A gentle touch only he’ll ever know. “She taught me enough about the clearing rituals and I can make a few of her potions, but all that shit is in her head. She never wrote it down. What’s gone is lost.”

“It’s going to be a long fucking winter.” He dips his head over my shoulder. “No sign of Bash?”

“No.”

There’s quiet in the air. The village mourns, but other than the occasional wail from Zeva, that mourning is restrained.

Death, in itself, is not the worst thing in the world.

It’s a part of life. We’ll all experience it a hundred times before we truly experience it ourselves.

It’s easier knowing we return to our roots when we’re finished with this life.

“I’m leaving in the morning,” Forest whispers.

Soft guy no more. I jerk away from him and confront him face to face. “I’ve made it quite clear that’s not happening.”

His eyes peel upwards. “You have no power over me.”

I nod with an amused grin. “Would you like to test that theory?”

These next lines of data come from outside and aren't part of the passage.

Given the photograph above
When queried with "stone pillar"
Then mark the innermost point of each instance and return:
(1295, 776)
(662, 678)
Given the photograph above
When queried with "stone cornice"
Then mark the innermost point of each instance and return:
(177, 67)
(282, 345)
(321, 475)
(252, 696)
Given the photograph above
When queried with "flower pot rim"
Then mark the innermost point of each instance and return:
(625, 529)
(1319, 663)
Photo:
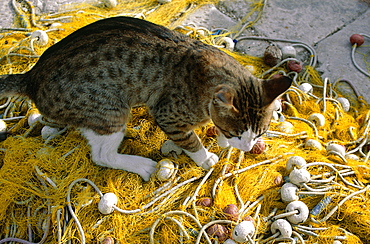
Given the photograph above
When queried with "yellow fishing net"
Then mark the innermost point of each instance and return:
(45, 181)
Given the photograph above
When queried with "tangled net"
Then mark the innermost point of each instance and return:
(51, 190)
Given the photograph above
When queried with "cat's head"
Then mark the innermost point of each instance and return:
(244, 114)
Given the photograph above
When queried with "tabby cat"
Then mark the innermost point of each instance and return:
(91, 79)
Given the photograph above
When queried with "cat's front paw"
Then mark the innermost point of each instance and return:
(209, 162)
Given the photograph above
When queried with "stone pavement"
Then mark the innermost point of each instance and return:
(325, 25)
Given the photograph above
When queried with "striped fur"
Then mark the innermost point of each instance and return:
(92, 78)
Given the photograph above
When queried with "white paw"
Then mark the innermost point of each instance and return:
(209, 162)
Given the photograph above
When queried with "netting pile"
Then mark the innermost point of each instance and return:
(50, 189)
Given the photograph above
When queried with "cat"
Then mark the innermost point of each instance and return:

I’m very aware of the hierarchy here, and I choose to hold my oath to the Wilds to the best of my ability. Hell, I’m pretty much the ideal follower. I don’t ask questions ever. But I’m not letting Forest out of my sight when the tether that keeps him here is so fragile and new.

“You’re coming with me,” he says.

I dig the heel of my boots into the packed snow. “I will not.”